MARKETや街で今気になる人に話を聞く「PEOPLE」第1回は、古着屋「FLOW vintage」店主の吉戸康平さんです。いろいろな職種を経験し学んだことや自分の軸や好きなものを大切にしてきた”これまで”と”これから”のお話を、オープンして2ヶ月のこだわりが詰まった大須のお店で聞きました。



― 今の仕事をはじめたきっかけを教えてください。
実は、高校を卒業して直ぐは工場で働いていました。大学に行くことも考えましたが、僕は5人兄弟の長男で、あまり裕福でなかったのもあり、家を出た方が実家のためかなと思い。でも、いざ働いてみると気づきもあったんです。人生のうちで仕事って多くの時間を占めているじゃないですか。僕はそっち(仕事)の時間を充実させた方が楽しいんじゃないかなって。で、どうせなら自分の好きなファッションの業界で働こうと思い、転職を決意しました。

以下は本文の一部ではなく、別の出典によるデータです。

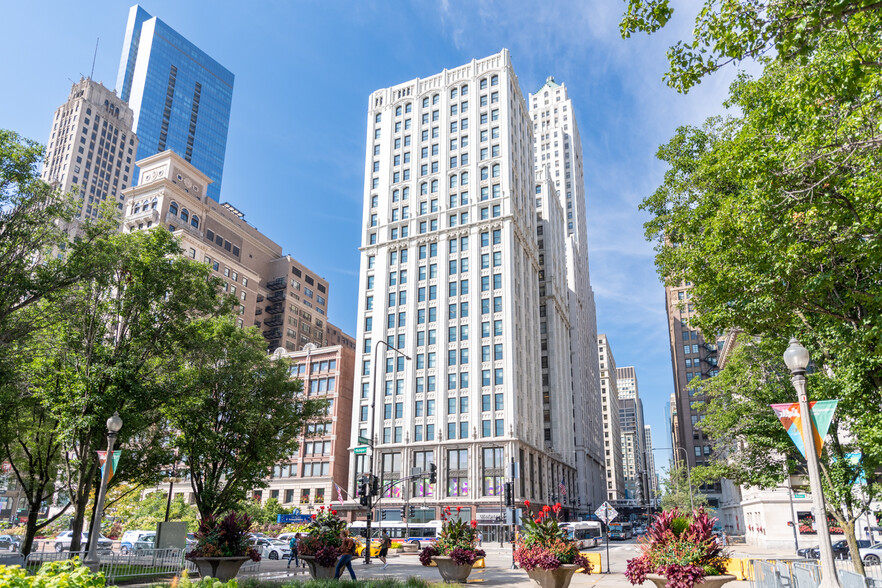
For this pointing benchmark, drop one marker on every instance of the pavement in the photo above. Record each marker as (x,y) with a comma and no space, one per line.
(497,571)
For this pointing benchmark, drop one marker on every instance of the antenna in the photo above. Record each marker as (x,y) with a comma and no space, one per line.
(93,57)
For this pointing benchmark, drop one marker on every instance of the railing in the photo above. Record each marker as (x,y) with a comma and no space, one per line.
(116,567)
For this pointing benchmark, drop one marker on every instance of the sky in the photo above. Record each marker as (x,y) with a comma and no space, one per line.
(296,148)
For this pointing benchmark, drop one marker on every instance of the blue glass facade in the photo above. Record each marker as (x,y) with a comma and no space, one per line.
(181,97)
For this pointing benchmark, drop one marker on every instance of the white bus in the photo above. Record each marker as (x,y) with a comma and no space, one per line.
(412,533)
(585,533)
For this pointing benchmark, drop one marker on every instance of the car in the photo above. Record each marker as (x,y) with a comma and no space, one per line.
(129,538)
(10,542)
(871,555)
(62,542)
(273,548)
(146,542)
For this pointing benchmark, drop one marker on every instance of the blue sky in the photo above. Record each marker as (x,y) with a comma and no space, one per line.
(295,153)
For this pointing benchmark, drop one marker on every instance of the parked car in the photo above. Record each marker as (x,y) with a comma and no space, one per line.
(273,548)
(871,555)
(144,543)
(127,542)
(62,542)
(10,542)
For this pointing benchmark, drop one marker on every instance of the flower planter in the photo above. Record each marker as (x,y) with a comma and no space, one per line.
(708,582)
(316,571)
(558,578)
(451,572)
(222,568)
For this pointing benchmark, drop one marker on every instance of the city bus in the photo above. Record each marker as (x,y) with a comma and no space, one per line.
(398,530)
(585,533)
(620,530)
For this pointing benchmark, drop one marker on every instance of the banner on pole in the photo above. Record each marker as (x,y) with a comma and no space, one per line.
(821,415)
(102,459)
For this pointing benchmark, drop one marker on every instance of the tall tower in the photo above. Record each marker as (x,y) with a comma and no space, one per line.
(633,446)
(92,147)
(693,358)
(612,430)
(180,96)
(558,147)
(449,278)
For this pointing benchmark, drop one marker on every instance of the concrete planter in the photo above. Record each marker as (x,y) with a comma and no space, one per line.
(708,582)
(316,571)
(222,568)
(559,578)
(451,572)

― 18歳で早くも「自分の好きなことを仕事にしよう」と決意されたのですね。
はい。派遣会社に紹介してもらいUNITED ARROWS(以下、UA)で働いていました。ファッションの仕事はとても楽しかったです。僕のファッションにおける人格形成はUA時代にされたと思っています。UAには、”全てはお客さんのために”という社訓のようなものがあるんです。「お客様がいいと思う物を」「お客様にプラスになることを」この考え方は、今もずっと大切にしています。



― MARKETに出店の際、吉戸さんとお客さんの双方がとても楽しそうに会話しているのをよく見かけます。
UA時代も、接客後に上司から「え、友達?」と聞かれることはちょくちょくありましたね。働きはじめて半年くらいでUAから引き抜いてもらって、派遣から正社員になった最初の日、仲の良かった副店長から呼び出されて「UAで正社員にするために、派遣会社にたくさんお金払ったから頼むよ!」って(笑)

― 初日にそれは、ドキッとしますね。
びっくりしますよね(笑)でも、その人のおかげで、責任感みたいなものができて、そこから5年くらい働いていました。3年目くらいからは、売る人というよりは、バランサーとして、より責任のある立場でも動いていました。ただ、僕はずっとここで「いらっしゃいませ」を言って、商品を売り続けるのかなって、ある時疑問に思ったんです。UAでの仕事はとても楽しかったし、居心地も良かったです。でも、自分が好きではない商品を売る必要もあるし、40、50才になった時、自分がここで働いているイメージができなくて「じゃあ、好きな古着の店を自分でやってみよう」と。思いついたらすぐにやっちゃうタイプなんで、次の日、店長にやめますと伝えました。

― 決断早い!そこで古着屋をはじめたんですね。
いいえ。不動産業界に転職しました。



― え!?なぜ?不動産業界だったですか?
UAを辞め、有休消化中にいろいろと調べて、自分の好きな古着のお店をやるために今必要なのは「お金」で、短期間でお金を貯めるために自分ができることは「営業」かなと思いました。求人サイトで仕事を探していると”営業といえば、売るのが仕事だと思いますよね。うちは買うのが仕事です。珍しいです”の文言を見つけて、押し売りするより買った方がいいなとあまり深く考えず、不動産業に転職しました。でも、そこは、不動産業といっても、いわゆる「地上げ屋さん」でしたね(笑)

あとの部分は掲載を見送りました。